Auro-bindo, rest in peace as I will never take another of your generics. Misery, this whole month. 

 

Big Pharma's reckoning gets bigger..... 

* Fluoxetine: 40 mg 1999-2012; 60 mg 2012-March 2019;  45.2 mg at present.

* Provigil: 25-100 mg PRN 2005 to mid-2015; 200-300 mg mid-2015 to early 2016; tapered from 300 mg in early 2016 to 100 mg early 2017; tapered from 100 mg early 2017 to 33 mg June 15, 2019;  8.9 mg at present.

* Amitriptyline: 10-15 mg 2002-2013; 25 mg 2014 to December 5, 2018; December 15, 2018 converted to water suspension and tapered to 16.5 mg at present

* Diazepam: 5 mg at night 2002-present

 Supplements: Iron for anemia

Recent tapering timeline:

2019:  Fluoxetine 60 mg        Provigil 33.5 mg      Amitriptyline 25 mg   Diazepam 5 mg

2022:          45.2 mg                      8.9 mg                     16.5 mg                        5 mg

Back Story: From 2012 thru early 2017, relocated and cycled through over 20 primary and psych docs (supposedly for severe Chronic Fatigue Syndrome) who prescribed two dozen different psych meds in search of the "perfect therapeutic combo." Took most for only a few days, some for a week. Included Wellbutrin, Cymbalta, Lexapro, Seroquel, Lamictal, Klonopin, Lyrica, Gabapentin, Belsomra, Tramadol, Librium, Halcyon, Remeron and -- the last straw, Trintellix.
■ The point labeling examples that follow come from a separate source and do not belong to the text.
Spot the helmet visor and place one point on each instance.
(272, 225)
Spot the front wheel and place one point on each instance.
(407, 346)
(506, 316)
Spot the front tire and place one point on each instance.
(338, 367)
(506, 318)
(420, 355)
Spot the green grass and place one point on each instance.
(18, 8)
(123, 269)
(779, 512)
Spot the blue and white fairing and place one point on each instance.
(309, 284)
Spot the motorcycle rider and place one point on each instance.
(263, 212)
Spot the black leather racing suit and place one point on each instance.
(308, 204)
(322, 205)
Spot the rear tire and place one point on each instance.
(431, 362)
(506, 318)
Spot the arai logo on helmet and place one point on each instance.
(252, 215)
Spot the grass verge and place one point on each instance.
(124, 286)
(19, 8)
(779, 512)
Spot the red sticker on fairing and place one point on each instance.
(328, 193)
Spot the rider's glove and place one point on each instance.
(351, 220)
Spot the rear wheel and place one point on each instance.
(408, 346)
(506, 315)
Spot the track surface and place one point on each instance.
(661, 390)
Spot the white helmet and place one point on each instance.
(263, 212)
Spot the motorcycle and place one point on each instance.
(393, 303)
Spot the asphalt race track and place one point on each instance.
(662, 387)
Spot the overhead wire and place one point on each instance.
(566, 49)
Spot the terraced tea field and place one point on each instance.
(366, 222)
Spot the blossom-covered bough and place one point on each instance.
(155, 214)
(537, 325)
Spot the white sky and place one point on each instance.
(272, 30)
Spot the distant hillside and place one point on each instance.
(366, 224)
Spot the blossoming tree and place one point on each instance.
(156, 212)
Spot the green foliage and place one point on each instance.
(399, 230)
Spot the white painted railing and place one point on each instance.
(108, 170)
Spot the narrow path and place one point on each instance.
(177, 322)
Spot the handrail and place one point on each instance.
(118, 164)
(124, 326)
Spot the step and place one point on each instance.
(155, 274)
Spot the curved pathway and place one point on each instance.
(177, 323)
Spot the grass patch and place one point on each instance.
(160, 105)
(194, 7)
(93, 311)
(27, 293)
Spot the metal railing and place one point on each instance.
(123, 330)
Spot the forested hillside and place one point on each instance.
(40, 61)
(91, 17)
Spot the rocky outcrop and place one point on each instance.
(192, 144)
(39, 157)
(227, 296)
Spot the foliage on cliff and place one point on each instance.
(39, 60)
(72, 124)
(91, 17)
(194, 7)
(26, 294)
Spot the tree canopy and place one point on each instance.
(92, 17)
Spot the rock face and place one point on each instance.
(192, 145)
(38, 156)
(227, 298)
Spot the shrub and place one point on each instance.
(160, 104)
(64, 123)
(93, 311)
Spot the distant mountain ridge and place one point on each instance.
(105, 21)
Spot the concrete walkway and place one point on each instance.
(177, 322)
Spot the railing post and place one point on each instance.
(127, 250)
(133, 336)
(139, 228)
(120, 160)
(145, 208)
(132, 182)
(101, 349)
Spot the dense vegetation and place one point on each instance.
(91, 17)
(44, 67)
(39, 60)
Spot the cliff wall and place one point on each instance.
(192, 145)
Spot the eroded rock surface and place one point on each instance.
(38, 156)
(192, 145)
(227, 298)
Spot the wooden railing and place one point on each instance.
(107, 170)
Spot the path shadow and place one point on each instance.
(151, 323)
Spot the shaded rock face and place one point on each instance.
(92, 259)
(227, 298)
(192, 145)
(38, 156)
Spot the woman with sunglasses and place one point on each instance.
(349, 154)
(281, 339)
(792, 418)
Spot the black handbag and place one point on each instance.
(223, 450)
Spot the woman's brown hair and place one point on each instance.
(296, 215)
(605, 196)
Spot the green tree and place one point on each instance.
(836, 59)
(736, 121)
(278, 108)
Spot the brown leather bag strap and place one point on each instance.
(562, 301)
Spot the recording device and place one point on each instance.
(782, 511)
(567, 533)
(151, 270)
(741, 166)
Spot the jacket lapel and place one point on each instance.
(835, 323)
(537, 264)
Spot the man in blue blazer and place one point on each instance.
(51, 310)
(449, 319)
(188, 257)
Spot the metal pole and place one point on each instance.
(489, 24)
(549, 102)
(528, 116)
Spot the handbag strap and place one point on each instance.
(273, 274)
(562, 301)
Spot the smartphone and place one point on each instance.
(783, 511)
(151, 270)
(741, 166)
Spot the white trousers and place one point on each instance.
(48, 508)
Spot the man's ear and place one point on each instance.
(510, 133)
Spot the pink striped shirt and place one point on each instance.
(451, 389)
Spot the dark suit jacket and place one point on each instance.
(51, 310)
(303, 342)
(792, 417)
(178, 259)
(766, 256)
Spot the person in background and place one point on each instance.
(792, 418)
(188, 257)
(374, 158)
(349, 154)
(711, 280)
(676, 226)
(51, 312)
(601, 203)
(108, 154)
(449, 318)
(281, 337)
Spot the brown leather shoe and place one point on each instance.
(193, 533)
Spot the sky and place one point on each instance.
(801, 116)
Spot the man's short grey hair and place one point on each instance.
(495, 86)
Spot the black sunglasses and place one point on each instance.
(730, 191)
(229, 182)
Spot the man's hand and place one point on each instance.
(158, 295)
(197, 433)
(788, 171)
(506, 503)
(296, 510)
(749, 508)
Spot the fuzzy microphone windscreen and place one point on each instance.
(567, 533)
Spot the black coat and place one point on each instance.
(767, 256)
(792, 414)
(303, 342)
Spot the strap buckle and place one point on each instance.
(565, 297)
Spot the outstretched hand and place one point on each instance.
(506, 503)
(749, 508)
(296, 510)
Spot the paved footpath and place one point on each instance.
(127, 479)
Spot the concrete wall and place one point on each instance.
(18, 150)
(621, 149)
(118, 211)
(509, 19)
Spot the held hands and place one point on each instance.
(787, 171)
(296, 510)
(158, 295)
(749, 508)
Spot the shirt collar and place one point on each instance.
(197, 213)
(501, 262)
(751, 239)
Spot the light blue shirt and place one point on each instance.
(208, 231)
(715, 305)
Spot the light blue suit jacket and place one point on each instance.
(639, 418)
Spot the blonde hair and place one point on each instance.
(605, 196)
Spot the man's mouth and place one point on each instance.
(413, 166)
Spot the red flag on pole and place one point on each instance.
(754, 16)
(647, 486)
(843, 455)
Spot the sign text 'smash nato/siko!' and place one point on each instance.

Began in early 2016 when it was still called Brintellix (Pharma's attempt to combine the words "brilliance" and "intelligence" in a pill name), became unable to eat or sleep, lost 25 lbs and the ability to speak. Slowly tapered myself back to Prozac by 2017 but was unable to stop akathisia, cortisol mornings and kindling which continue, actively, through present.